United Parcel Svc., Inc. v. Mitchell - 451 U.S. 56 (1981)


U.S. Supreme Court

United Parcel Svc., Inc. v. Mitchell, 451 U.S. 56 (1981)

United Parcel Service, Inc. v. Mitchell

No. 80-169

Argued February 24, 1981

Decided April 20, 1981

451 U.S. 56

Syllabus

After respondent employee had been discharged by petitioner employer for alleged dishonest acts, respondent requested his union to file a grievance contesting the discharge. The collective bargaining agreement provided a grievance and arbitration procedure for the resolution of covered disputes. Respondent was represented by the union at an arbitration hearing which resulted in a decision upholding the discharge. Seventeen months later, respondent filed suit in Federal District Court against the union and petitioner under § 301(a) of the Labor Management Relations Act, alleging that the union had breached its duty of fair representation and that petitioner discharged him not for the stated reasons, which it knew to be false, but to replace full-time employees with part-time employees. The court. granted summary judgment for the defendants on the ground that the action was barred by New York's 90-day statute of limitations for actions to vacate arbitration awards. The Court of Appeals reversed, holding that the District Court should have applied New York's 6-year limitations period for breach of contract actions.

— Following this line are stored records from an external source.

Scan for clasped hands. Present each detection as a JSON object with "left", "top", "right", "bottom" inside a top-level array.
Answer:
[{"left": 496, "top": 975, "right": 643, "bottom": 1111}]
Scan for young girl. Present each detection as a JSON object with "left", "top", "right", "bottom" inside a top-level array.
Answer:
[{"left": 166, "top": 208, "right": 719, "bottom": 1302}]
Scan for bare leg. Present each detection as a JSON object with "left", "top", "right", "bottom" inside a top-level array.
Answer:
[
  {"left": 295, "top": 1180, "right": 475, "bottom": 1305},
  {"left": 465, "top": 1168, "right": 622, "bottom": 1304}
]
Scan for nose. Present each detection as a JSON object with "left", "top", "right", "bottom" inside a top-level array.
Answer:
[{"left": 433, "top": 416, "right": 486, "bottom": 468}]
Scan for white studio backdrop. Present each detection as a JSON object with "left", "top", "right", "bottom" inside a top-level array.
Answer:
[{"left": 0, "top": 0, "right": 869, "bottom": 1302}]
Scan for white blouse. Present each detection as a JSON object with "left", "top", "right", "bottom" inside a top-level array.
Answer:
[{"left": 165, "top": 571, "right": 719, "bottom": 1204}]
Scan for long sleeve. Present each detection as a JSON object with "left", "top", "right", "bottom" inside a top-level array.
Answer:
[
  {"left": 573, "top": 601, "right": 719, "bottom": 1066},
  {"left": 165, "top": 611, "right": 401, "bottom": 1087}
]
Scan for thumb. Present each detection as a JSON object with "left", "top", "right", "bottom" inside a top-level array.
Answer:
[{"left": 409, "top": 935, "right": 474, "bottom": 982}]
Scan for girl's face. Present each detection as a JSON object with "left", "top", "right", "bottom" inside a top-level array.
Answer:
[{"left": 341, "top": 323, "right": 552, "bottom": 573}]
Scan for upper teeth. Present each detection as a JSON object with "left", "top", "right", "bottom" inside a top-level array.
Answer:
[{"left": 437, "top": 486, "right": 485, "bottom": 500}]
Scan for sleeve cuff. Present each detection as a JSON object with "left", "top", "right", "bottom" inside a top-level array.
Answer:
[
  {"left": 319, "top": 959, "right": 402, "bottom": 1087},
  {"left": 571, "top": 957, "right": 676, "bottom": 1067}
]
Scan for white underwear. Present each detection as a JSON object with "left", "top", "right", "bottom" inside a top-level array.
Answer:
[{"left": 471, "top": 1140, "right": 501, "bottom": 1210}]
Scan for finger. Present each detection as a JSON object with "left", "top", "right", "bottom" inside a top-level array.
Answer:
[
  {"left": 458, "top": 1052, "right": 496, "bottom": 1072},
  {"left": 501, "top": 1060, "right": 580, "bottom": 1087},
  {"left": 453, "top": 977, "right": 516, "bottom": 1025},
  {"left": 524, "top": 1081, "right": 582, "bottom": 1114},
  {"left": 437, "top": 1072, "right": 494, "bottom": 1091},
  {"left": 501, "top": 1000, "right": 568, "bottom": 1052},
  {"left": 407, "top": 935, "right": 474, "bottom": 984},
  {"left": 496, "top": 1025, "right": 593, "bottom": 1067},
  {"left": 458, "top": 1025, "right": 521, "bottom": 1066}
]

Held: Given the choices present here, and the undesirability of the results of the grievance and arbitral process being suspended in limbo for long periods, the District Court properly chose the 90-day period for the bringing of an action to vacate an arbitration award. Cf. Hines v. Anchor Motor Freight, Inc., 424 U. S. 554. Pp. 451 U. S. 60-64.

(a) The timeliness of a § 301 suit is to be determined, as a matter of federal law, by reference to the appropriate state statute of limitations, and the determination of which limitations period is the most appropriate depends upon the nature of the federal claim and the federal policies involved. Auto Workers v. Hoosier Cardinal Corp., 383 U. S. 696. Pp. 451 U. S. 60-61.

(b) Although not styled as one to vacate the arbitration award, respondent's suit, if successful, would have that direct effect. He raised the same claim that was raised before the arbitrators -- that he was discharged in violation of the collective bargaining agreement. He sought the same relief -- reinstatement with full backpay. While his underlying claim against his employer was based on the collective

Page 451 U. S. 57

bargaining agreement, the indispensable predicate for the § 301(a) action was not a showing under traditional contract law that the discharge was a breach of the agreement, but instead that the union breached its duty of fair representation. Since the arbitrators' conclusion was, under the collective bargaining agreement, "binding on all parties," respondent was required to show that the union's duty to represent him fairly at the arbitration had been breached before he was entitled to reach the merits of his contract claim. Thus, the suit is more analogous to an action to vacate an arbitration award than to a straight contract action. Pp. 451 U. S. 61-62.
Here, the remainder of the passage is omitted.